Just wondering : does these problems happends because you use clocks and jobs, or is it
general to fusion 5.3 ?
Did not migrate my project on 5.3 for now.
So do you think there is a risk, knowing that I only use very basic fusion features ?
----- Mail original -----
De: "Edson Tirelli" <ed.tirelli(a)gmail.com>
À: "Rules Users List" <rules-users(a)lists.jboss.org>
Envoyé: Mercredi 9 Novembre 2011 14:53:00
Objet: Re: [rules-users] Bugs in Drools 5.3.0 break Fusion event processing
Richard,
This is great info. Yes, please open JIRA's for all 3 issues and we will make sure
this is fixed for the next release.
Thank you,
Edson
2011/11/9 Richard Calmbach < rcalmbac(a)gmail.com >
I am making extensive use of the event processing features of the Drools rule engine.
Upgrading from Drools 5.2.0.Final to Drools 5.3.0.Final broke 47 of my unit tests and also
broke my functional tests.
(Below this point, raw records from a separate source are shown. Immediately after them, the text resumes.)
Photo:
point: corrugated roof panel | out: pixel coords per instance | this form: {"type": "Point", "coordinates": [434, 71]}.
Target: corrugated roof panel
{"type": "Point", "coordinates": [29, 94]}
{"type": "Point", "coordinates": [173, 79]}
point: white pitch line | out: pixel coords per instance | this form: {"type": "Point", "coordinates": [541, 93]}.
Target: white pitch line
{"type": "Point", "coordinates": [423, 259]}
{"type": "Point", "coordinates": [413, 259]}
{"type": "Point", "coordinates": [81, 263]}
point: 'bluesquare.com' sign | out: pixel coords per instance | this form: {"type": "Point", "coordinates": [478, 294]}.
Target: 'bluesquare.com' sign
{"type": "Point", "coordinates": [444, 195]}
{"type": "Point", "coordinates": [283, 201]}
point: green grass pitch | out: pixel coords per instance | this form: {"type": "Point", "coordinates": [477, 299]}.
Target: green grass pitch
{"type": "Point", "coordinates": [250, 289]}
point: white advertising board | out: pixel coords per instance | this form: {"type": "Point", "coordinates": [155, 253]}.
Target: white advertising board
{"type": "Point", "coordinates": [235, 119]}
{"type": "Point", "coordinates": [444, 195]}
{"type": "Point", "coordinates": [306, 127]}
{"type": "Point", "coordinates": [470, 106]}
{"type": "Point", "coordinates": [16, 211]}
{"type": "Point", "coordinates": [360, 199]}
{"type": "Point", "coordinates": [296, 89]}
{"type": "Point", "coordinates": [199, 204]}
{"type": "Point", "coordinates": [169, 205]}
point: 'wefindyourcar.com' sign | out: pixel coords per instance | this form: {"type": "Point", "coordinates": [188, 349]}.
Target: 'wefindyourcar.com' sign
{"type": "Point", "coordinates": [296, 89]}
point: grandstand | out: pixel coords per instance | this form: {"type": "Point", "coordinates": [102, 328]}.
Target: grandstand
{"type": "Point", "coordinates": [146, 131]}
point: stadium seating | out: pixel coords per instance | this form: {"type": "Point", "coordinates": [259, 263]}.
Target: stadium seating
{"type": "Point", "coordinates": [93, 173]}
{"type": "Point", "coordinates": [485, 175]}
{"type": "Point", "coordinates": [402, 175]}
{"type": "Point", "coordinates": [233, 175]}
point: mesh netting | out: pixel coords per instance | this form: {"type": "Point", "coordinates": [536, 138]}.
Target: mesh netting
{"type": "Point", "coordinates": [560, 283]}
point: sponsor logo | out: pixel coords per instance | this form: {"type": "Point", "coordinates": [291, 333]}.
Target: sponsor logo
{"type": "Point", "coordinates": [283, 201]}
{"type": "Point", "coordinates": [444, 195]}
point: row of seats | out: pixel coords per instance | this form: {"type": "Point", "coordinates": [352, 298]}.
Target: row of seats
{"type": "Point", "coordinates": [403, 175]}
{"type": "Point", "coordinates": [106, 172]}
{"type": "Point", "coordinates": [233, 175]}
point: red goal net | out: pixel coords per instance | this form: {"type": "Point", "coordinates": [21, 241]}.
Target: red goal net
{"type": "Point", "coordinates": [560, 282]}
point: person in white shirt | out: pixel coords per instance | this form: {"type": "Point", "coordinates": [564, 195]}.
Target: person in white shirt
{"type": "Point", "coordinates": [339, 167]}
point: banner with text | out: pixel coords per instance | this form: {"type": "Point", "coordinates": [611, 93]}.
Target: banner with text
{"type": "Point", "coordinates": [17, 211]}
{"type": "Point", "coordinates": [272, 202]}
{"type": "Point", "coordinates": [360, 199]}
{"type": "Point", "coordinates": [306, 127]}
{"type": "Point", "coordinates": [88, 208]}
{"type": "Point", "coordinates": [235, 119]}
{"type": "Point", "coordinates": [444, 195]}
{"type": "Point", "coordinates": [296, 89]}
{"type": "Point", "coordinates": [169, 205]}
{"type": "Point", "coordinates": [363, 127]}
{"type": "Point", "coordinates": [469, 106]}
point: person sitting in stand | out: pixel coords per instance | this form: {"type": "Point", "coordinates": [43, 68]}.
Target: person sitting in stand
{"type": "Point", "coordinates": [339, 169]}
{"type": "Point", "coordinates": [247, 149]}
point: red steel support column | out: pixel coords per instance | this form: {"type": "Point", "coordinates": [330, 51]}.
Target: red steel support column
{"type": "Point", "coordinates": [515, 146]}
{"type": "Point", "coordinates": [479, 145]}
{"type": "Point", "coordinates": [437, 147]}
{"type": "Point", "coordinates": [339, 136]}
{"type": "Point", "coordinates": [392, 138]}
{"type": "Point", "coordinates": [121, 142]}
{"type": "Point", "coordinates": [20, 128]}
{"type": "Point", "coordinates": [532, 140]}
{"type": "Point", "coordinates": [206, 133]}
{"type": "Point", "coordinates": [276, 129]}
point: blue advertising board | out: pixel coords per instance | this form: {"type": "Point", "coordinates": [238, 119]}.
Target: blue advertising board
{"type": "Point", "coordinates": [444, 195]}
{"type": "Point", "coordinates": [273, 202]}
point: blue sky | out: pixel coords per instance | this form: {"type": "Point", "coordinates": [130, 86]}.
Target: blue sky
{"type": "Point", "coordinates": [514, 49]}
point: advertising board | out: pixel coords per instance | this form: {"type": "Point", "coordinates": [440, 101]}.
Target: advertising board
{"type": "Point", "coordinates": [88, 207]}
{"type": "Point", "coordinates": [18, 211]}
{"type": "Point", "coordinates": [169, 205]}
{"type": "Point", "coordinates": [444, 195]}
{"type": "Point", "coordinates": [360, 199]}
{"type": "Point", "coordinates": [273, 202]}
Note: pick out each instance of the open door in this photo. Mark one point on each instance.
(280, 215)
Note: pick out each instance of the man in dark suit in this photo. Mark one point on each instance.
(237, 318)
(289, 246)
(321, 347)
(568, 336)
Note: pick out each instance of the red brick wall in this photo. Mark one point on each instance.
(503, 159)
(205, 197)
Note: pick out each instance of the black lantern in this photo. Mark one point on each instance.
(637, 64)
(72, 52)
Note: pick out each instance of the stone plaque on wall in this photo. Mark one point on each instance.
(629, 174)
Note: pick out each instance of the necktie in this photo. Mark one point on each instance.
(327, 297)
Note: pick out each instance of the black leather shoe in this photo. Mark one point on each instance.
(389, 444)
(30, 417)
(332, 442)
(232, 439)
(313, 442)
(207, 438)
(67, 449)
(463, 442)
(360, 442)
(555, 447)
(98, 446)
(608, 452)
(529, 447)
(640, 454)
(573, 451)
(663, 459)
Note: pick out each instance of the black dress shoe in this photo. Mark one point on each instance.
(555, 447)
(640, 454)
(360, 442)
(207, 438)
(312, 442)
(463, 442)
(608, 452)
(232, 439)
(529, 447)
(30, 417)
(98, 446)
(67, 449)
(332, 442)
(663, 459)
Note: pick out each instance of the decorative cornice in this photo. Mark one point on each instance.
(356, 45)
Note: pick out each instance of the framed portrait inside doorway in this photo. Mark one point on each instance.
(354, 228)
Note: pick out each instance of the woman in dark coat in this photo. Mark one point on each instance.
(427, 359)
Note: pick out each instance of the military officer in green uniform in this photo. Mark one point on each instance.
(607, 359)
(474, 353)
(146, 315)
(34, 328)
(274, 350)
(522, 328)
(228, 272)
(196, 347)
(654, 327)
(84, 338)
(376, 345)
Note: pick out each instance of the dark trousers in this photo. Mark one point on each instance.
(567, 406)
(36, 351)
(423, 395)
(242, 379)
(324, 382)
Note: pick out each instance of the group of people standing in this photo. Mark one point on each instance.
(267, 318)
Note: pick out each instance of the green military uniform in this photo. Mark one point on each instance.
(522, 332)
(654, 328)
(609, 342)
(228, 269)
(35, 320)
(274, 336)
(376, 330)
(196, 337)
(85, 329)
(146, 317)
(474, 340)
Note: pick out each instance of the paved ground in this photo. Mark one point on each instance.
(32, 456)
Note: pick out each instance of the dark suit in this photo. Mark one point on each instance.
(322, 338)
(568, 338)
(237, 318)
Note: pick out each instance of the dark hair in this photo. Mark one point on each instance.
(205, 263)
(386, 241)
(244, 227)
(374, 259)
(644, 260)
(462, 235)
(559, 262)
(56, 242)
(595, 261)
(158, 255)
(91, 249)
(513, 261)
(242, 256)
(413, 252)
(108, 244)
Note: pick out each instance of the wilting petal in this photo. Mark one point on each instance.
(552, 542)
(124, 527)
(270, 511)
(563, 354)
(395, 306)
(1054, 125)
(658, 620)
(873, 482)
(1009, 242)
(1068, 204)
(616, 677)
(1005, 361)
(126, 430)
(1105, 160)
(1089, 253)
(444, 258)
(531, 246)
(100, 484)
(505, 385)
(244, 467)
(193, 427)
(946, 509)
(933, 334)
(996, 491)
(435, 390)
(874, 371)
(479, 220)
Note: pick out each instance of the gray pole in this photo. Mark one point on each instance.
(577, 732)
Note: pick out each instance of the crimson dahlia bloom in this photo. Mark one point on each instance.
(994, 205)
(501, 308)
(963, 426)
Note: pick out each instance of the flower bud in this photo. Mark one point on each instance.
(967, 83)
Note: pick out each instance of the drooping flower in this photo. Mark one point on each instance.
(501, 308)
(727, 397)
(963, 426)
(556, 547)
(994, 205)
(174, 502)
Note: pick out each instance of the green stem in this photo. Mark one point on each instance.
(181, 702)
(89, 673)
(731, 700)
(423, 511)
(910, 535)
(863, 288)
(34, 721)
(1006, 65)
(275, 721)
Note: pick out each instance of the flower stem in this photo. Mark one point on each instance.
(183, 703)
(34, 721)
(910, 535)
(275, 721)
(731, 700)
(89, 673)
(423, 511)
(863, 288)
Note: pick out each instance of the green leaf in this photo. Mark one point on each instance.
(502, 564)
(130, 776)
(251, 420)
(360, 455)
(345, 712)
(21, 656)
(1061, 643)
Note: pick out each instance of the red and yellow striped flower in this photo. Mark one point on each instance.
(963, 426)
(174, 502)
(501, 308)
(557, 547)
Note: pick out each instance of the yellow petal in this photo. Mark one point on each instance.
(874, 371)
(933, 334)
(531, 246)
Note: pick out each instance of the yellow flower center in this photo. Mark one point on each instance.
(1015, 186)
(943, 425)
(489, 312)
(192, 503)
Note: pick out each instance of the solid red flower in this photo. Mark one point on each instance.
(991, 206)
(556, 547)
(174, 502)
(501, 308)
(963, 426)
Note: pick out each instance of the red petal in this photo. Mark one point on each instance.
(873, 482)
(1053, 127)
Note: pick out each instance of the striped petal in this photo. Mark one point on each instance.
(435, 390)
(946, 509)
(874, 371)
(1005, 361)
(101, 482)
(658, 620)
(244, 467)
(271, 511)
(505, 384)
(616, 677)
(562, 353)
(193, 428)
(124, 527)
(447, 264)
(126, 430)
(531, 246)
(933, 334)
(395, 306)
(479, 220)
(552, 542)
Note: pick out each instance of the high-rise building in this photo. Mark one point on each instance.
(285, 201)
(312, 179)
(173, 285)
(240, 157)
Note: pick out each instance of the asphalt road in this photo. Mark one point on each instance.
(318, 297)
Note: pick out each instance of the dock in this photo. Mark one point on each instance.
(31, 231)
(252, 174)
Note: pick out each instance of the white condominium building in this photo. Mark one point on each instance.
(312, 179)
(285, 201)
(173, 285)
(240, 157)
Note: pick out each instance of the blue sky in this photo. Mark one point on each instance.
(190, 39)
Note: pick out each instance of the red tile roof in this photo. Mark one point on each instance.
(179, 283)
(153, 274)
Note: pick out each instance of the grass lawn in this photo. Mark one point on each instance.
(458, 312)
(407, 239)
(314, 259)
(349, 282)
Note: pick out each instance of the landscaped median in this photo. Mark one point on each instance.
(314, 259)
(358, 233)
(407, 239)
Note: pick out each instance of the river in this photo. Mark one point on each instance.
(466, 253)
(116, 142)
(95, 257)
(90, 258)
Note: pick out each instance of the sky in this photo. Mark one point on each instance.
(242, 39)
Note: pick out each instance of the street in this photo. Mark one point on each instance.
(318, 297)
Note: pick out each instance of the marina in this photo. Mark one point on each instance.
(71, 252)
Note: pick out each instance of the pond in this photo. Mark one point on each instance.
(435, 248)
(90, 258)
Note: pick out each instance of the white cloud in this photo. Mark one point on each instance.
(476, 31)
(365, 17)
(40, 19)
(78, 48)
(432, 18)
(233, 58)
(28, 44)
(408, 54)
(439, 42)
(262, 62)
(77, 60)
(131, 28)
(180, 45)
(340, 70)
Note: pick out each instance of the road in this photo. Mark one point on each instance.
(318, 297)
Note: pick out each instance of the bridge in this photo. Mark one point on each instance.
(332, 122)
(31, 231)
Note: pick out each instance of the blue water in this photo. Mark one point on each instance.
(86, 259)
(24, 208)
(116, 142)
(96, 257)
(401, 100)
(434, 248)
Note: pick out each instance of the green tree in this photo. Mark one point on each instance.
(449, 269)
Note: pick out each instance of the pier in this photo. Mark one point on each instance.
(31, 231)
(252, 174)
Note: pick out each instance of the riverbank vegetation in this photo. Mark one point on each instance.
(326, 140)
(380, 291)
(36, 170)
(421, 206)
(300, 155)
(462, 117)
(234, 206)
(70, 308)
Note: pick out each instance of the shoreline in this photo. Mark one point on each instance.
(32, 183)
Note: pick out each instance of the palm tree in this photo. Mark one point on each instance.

There seem to be multiple changes in Drools 5.3.0 that cause
incorrect behavior and/or break backward compatibility. Here are the results of my
investigation so far.
Issue F1:
While tracking down the failures of my unit tests, I experimented with the Broker example,
and while probably not finding the root cause of the broken unit tests, I nonetheless came
across what clearly seems to be incorrect behavior in the DefaultTimerJobInstance.call()
method. The bug only reveals itself after all input has been processed, so it is masked by
the fact that running the Broker demo through the entire sequence in stocktickstream.dat
(1100 lines) takes a long time. In order to reveal the problem more quickly, run the demo
with only the first 14 lines in stocktickstream.dat. Do so for both the 5.2.0 Broker demo
(against Drools 5.2.0) and the 5.3.0 Broker demo (against Drools 5.3.0). The Broker
example code in both versions is identical, so only the Drools-internal code changes
matter.
When running the 5.2.0 Broker demo to the end, you get one java.text.ParseException (given
the structure of the example code, that's expected, albeit not elegant, and not the
focus of our investigation). In particular, no matter how many lines stocktickstream.dat
contains, you always get exactly one ParseException at the end.
Contrast this with running the 5.3.0 Broker demo: At the end you get N occurrences of
java.text.ParseException, where N is the number of lines in stocktickstream.dat. So for 14
lines you get 14 occurrences of ParseException. Looking at two specific methods shows us
why:
Method org.drools.examples.broker.events.EventFeeder.FeedJob.execute(JobContext):
public void execute(JobContext context) {
this.sink.receive( ((FeedContext) context).event );
if ( this.source.hasNext() ) {
((FeedContext) context).setEvent( this.source.getNext() );
this.trigger.setNextFireTime( ((FeedContext) context).getEvent().getDate() );
clock.scheduleJob( this,
context,
trigger );
}
}
Note in particular how this method already takes care of scheduling the next job execution
by updating the next fire time of the job's existing FeedTrigger instance.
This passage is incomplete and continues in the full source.